Sono biker tosti anche Conci, Caruso, Covi, Diego Rosa (lui viene dalla Mtb), Miguel Angel Lopez… Addirittura Nairo Quintana (e suo fratello Dayer)  ha chiesto consiglio al suo connazionale Leonardo Paez, che si è riconfermato campione del mondo Marathon. Superman Lopez, ha persino fatto gare di cross country in Colombia. «A lui – ci confida Paez – piace molto e poi sostiene che usare la Mtb lo aiuta nella sensibilità della frenata, tanto più che adesso si usano i freni a disco. E poi cambiare mezzo ogni tanto fa bene, è uno stimolo nuovo per tutto il corpo». 

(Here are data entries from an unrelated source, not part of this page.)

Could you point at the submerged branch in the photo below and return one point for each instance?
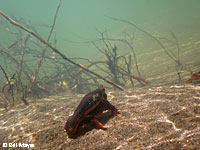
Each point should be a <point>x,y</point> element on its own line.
<point>57,51</point>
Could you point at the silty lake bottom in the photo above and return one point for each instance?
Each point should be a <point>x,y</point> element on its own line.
<point>161,114</point>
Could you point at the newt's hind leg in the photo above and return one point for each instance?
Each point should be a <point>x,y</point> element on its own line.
<point>98,124</point>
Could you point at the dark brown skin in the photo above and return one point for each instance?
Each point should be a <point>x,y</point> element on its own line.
<point>91,106</point>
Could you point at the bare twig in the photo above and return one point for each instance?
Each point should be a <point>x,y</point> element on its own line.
<point>57,51</point>
<point>46,46</point>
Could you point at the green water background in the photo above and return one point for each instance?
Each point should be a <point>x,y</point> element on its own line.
<point>80,20</point>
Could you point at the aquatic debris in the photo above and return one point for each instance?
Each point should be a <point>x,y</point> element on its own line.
<point>92,105</point>
<point>194,76</point>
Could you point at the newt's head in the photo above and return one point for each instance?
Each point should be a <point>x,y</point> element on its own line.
<point>71,125</point>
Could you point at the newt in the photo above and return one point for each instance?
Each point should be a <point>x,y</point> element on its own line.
<point>91,106</point>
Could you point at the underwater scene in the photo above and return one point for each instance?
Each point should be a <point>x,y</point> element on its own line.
<point>100,74</point>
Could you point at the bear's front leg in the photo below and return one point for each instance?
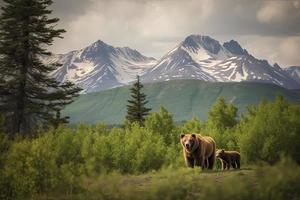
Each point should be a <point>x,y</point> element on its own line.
<point>223,164</point>
<point>203,163</point>
<point>189,161</point>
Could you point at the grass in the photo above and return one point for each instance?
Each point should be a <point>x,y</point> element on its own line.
<point>247,183</point>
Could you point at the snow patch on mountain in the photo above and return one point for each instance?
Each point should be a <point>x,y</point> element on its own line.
<point>100,66</point>
<point>203,58</point>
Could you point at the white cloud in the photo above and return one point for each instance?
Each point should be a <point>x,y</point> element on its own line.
<point>155,26</point>
<point>278,11</point>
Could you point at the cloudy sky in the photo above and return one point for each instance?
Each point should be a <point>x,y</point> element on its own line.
<point>268,29</point>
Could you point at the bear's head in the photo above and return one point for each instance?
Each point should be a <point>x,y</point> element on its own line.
<point>220,153</point>
<point>189,142</point>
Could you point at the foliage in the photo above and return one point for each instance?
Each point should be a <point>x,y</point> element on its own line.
<point>161,123</point>
<point>136,108</point>
<point>269,130</point>
<point>65,160</point>
<point>29,96</point>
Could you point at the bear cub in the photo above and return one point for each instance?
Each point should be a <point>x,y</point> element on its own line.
<point>229,159</point>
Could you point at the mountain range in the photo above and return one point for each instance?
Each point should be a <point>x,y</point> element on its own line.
<point>101,66</point>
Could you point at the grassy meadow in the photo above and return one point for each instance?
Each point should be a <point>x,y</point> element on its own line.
<point>146,162</point>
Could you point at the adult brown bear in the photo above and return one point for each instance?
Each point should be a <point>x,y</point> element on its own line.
<point>229,158</point>
<point>198,150</point>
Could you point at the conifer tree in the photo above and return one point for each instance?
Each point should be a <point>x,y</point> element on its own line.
<point>136,108</point>
<point>29,96</point>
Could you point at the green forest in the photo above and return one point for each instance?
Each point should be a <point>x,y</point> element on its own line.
<point>42,156</point>
<point>61,161</point>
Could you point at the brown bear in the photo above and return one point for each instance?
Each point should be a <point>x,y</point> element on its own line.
<point>198,150</point>
<point>229,158</point>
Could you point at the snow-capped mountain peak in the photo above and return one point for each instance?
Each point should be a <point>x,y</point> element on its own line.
<point>294,72</point>
<point>100,66</point>
<point>235,48</point>
<point>204,58</point>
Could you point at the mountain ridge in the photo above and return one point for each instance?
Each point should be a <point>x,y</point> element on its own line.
<point>101,66</point>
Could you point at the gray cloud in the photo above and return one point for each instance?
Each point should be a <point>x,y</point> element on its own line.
<point>268,28</point>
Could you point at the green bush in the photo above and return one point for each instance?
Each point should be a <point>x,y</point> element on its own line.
<point>269,130</point>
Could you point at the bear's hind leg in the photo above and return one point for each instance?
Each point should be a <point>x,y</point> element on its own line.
<point>211,162</point>
<point>189,161</point>
<point>238,164</point>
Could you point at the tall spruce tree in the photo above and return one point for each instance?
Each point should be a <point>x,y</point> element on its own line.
<point>136,108</point>
<point>29,96</point>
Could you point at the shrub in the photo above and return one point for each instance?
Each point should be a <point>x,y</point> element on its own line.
<point>270,129</point>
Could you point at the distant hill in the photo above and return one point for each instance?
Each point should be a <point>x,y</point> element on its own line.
<point>183,98</point>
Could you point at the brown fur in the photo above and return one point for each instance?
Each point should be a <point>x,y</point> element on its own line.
<point>229,159</point>
<point>201,150</point>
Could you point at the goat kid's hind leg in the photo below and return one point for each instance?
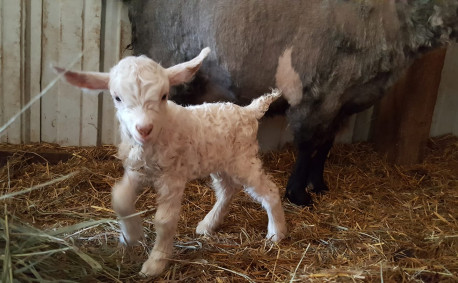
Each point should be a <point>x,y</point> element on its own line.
<point>124,194</point>
<point>166,220</point>
<point>225,189</point>
<point>263,190</point>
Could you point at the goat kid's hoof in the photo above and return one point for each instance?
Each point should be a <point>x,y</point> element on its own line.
<point>153,267</point>
<point>299,197</point>
<point>131,239</point>
<point>276,237</point>
<point>203,228</point>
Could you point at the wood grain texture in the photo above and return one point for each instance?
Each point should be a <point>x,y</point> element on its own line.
<point>404,115</point>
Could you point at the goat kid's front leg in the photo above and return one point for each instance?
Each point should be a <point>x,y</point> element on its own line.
<point>166,220</point>
<point>225,189</point>
<point>124,194</point>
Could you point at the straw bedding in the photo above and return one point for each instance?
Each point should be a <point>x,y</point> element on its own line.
<point>378,221</point>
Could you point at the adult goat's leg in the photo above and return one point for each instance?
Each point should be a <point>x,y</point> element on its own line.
<point>297,183</point>
<point>315,177</point>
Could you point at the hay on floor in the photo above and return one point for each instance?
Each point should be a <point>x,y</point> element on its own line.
<point>377,220</point>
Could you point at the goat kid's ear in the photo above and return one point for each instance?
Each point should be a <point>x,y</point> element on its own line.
<point>88,80</point>
<point>184,72</point>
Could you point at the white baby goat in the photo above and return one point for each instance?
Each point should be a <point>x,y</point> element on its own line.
<point>169,145</point>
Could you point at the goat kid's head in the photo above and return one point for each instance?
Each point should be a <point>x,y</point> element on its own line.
<point>140,89</point>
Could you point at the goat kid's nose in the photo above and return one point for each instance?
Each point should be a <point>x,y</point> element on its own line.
<point>145,130</point>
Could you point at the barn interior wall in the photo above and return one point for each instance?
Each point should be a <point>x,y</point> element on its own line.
<point>37,33</point>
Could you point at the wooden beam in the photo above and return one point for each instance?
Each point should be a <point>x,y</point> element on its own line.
<point>51,157</point>
<point>403,117</point>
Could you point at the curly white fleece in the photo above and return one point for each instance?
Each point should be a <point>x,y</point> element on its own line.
<point>168,145</point>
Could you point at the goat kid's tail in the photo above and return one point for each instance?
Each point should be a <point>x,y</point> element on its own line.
<point>261,104</point>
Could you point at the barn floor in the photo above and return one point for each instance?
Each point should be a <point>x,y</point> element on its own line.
<point>378,220</point>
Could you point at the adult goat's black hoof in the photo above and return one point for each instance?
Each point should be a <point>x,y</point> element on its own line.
<point>299,197</point>
<point>319,187</point>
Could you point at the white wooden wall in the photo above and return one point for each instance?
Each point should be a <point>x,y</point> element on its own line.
<point>37,33</point>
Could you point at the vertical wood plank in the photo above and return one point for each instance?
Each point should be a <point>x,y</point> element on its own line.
<point>33,66</point>
<point>69,97</point>
<point>445,118</point>
<point>111,57</point>
<point>2,116</point>
<point>404,115</point>
<point>50,55</point>
<point>91,62</point>
<point>11,65</point>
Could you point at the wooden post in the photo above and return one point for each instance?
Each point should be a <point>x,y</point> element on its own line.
<point>403,117</point>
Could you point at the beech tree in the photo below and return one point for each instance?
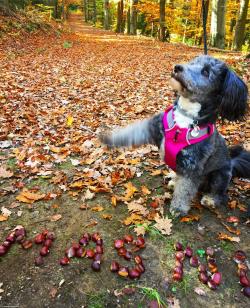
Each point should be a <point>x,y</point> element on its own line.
<point>217,30</point>
<point>239,34</point>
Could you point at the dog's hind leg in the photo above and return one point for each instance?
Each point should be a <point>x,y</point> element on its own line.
<point>218,184</point>
<point>185,190</point>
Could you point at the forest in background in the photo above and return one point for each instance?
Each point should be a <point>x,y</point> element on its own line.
<point>167,20</point>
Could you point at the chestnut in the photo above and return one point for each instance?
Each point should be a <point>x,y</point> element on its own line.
<point>123,271</point>
<point>50,236</point>
<point>80,252</point>
<point>216,277</point>
<point>39,238</point>
<point>99,242</point>
<point>203,277</point>
<point>44,251</point>
<point>87,236</point>
<point>99,249</point>
<point>246,291</point>
<point>64,261</point>
<point>114,267</point>
<point>3,250</point>
<point>118,244</point>
<point>211,284</point>
<point>138,259</point>
<point>194,261</point>
<point>177,277</point>
<point>202,268</point>
<point>178,269</point>
<point>244,281</point>
<point>20,232</point>
<point>178,246</point>
<point>98,257</point>
<point>239,256</point>
<point>122,251</point>
<point>210,251</point>
<point>188,252</point>
<point>83,241</point>
<point>96,236</point>
<point>128,255</point>
<point>27,244</point>
<point>128,238</point>
<point>48,243</point>
<point>7,244</point>
<point>70,252</point>
<point>140,242</point>
<point>134,273</point>
<point>90,253</point>
<point>140,268</point>
<point>11,238</point>
<point>39,261</point>
<point>96,266</point>
<point>180,256</point>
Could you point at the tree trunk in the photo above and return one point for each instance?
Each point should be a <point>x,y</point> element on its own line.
<point>133,17</point>
<point>128,21</point>
<point>239,34</point>
<point>162,29</point>
<point>218,23</point>
<point>106,14</point>
<point>5,6</point>
<point>120,23</point>
<point>94,12</point>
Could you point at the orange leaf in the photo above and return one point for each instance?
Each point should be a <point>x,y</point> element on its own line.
<point>190,218</point>
<point>224,236</point>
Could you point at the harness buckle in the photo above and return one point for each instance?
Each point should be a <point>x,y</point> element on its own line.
<point>196,130</point>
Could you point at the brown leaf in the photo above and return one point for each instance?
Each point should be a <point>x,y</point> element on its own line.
<point>4,173</point>
<point>97,208</point>
<point>145,190</point>
<point>224,236</point>
<point>164,225</point>
<point>55,217</point>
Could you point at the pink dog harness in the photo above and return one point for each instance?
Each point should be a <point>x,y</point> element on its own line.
<point>177,138</point>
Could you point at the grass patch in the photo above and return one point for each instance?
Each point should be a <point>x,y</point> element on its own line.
<point>152,294</point>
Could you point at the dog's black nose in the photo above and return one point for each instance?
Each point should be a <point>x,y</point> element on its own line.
<point>178,68</point>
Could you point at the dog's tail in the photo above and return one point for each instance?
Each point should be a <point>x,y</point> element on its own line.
<point>136,134</point>
<point>240,162</point>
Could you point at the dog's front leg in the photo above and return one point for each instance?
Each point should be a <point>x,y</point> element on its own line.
<point>185,190</point>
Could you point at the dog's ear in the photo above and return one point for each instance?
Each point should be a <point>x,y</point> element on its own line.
<point>234,97</point>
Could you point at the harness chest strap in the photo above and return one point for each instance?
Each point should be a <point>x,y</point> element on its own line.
<point>177,138</point>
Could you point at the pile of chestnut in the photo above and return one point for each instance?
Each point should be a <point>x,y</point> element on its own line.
<point>17,235</point>
<point>45,239</point>
<point>208,275</point>
<point>124,271</point>
<point>78,250</point>
<point>240,258</point>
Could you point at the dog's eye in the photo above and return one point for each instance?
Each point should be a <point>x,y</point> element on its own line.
<point>205,71</point>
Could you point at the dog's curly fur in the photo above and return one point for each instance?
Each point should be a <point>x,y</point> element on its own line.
<point>210,85</point>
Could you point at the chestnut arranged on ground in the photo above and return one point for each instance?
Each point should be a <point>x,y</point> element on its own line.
<point>208,275</point>
<point>45,239</point>
<point>240,259</point>
<point>122,251</point>
<point>17,235</point>
<point>78,250</point>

Un corridore della Deceuninck-Quick Step in Mtb
Un corridore della Deceuninck-Quick Step in Mtb

Cambio di mentalità

Evidentemente i molti vincenti provenienti dalla Mtb devono aver fatto cambiare la rotta. Hesjedal, Evans, Bernal, Fuglsang, Sagan… persino i team hanno voltato pagina. Fa riflettere un recente tweet della Deceunick-Quick Step che chiedeva ai proprio followers cosa avessero previsto per il week.end in sella e mostrava i suoi atleti sgambettare nei boschi con le Mtb. Tra l’altro facendo impennate, sgommate…

Noi non crediamo molto nella teoria che chi va forte in Mtb va forte anche su strada in discesa, le due posizioni sono totalmente differenti. Quello che può dare la Mtb è invece una maggiore padronanza de mezzo in quanto ad equilibrio, al saper affrontare un’ostacolo improvviso. Senza contare che, come abbiamo accennato, si fa un ottimo lavoro con la parte superiore del busto, si vanno a stimolare altri distretti muscolari e, volenti o nolenti, il lavoro cardiaco è di quelli super impegnativi, specie con i cambi di pendenza repentini (rampa, spianata, rampa, svolta…).